A Waterlogged classroom following heavy rainfall in Nairobi, Kenya. / Save The Children

For learners who have been able to return to school, they have found damaged books, classrooms, and toilets, and their mental health remains a major concern.
“Ever since our house was affected by the floods, we are having trouble sleeping well. Children are scared and they start crying whenever it starts raining. The teachers tell me that even in school, they get scared when it starts raining and they won’t calm down until the rains stop,” said Jackson, a parent in one of Nairobi’s informal settlement told Save the Children.

There has been a spike in cholera with around 27,000 cases recorded across Kenya, Somalia, and Ethiopia this year. In Somalia, almost 60 percent of cases are among children under 5. In Kenya, 49 percent of the reported cholera cases are among children aged one to 10. This is after sewer lines in parts of the country burst leading to faecal matter finding its way into classrooms, playgrounds, and homes.

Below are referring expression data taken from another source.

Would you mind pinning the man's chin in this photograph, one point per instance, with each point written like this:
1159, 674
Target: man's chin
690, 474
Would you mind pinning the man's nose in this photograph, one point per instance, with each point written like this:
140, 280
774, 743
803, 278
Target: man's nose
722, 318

“Further, we are urging urgent public health measures to reduce risks of waterborne diseases in schools whose sanitation facilities are damaged,” Abdiladif, Interim Country Director, Save the Children Kenya & Madagascar added.

Remains from damaged shacks pictured following heavy rainfall in Nairobi, Kenya. /Save The Children

Save the Children is now calling upon the Kenyan government to ensure continuation of education by coming up with immediate recovery interventions such as providing alternative learning spaces and repairing classrooms, dormitories and toilets.

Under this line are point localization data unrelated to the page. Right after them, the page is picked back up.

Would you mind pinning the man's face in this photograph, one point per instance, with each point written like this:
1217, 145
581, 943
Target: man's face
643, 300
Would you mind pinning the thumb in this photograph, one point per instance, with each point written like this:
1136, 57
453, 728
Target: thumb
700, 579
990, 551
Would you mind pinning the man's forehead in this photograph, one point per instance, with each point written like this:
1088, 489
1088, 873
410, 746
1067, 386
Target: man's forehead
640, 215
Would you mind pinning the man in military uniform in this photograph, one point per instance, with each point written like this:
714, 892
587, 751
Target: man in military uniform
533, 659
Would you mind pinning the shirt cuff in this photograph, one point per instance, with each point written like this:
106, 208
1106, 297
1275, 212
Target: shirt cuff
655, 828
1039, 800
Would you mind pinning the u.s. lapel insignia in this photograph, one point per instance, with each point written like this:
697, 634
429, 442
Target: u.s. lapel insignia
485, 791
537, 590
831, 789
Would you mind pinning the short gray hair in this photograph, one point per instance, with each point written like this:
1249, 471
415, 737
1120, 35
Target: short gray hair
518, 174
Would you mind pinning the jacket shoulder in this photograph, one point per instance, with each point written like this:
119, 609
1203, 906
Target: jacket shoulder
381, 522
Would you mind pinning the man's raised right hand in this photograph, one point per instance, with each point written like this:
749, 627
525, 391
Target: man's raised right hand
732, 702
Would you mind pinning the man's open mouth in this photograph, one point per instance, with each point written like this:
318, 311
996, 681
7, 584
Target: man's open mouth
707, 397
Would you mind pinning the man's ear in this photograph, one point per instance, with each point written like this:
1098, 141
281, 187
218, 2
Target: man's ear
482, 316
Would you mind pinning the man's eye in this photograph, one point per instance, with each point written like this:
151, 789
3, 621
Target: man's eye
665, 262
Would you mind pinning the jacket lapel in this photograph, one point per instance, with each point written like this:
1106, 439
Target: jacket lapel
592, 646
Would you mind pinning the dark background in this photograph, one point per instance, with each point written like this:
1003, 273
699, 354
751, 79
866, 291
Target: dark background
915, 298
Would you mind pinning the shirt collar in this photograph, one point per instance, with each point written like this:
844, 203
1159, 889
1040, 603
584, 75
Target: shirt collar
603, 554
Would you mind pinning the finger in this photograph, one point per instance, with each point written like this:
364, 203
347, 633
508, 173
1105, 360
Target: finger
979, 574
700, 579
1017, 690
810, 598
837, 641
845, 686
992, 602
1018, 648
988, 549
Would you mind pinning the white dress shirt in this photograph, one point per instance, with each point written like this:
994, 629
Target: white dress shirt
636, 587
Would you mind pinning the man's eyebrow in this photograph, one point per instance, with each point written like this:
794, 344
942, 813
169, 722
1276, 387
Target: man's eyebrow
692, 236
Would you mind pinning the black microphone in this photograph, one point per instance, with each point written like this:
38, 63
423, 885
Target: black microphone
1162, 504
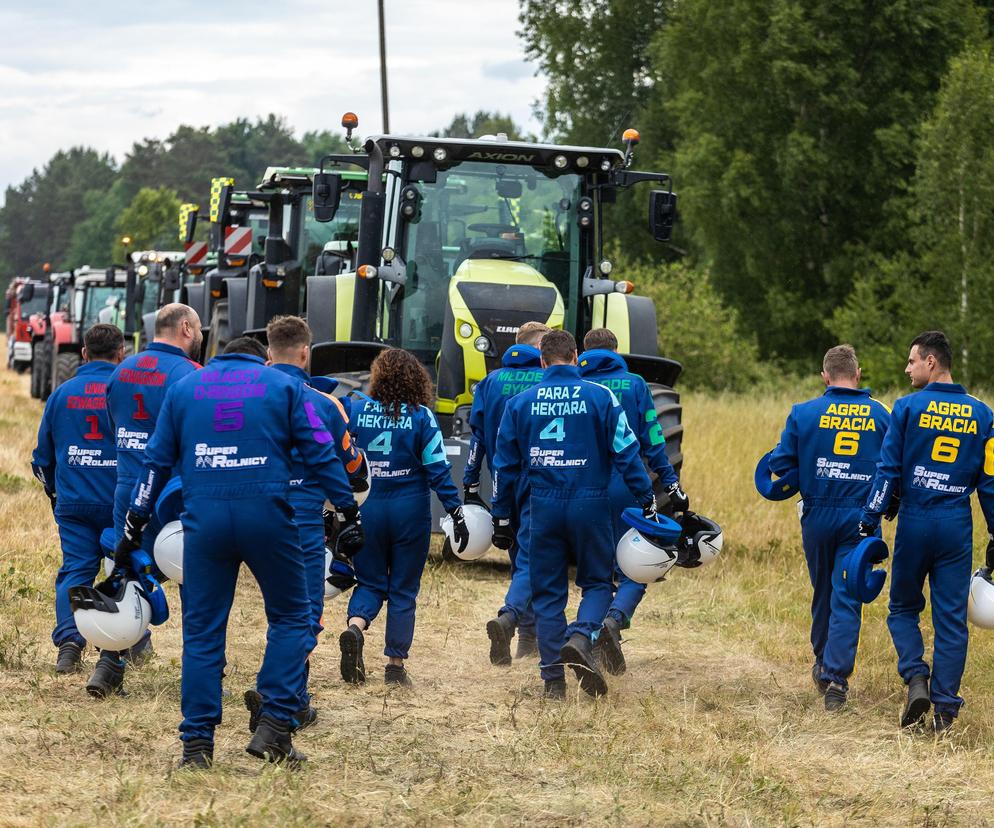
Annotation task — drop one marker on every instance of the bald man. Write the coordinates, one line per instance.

Save the Children International CEO Inger Ashing addressing journalists on the impact of the climate crisis on East African children and their families, in Nairobi, Kenya on May 31, 2024. /Save The Children

“Children are bearing the brunt of more extreme weather events in an increasingly unequal world. We need to see much more ambition on child-responsive climate finance from high-income countries and historical emitters that that puts children’s distinct needs and vulnerabilities front and centre – recognising that when disaster like these floods strikes, it affects a child’s whole world. They must also commit to climate adaptation measures and help build the resilience of communities to climate-related shocks — in both the near and longer term,” according to Inger Ashing, CEO of Save the Children International.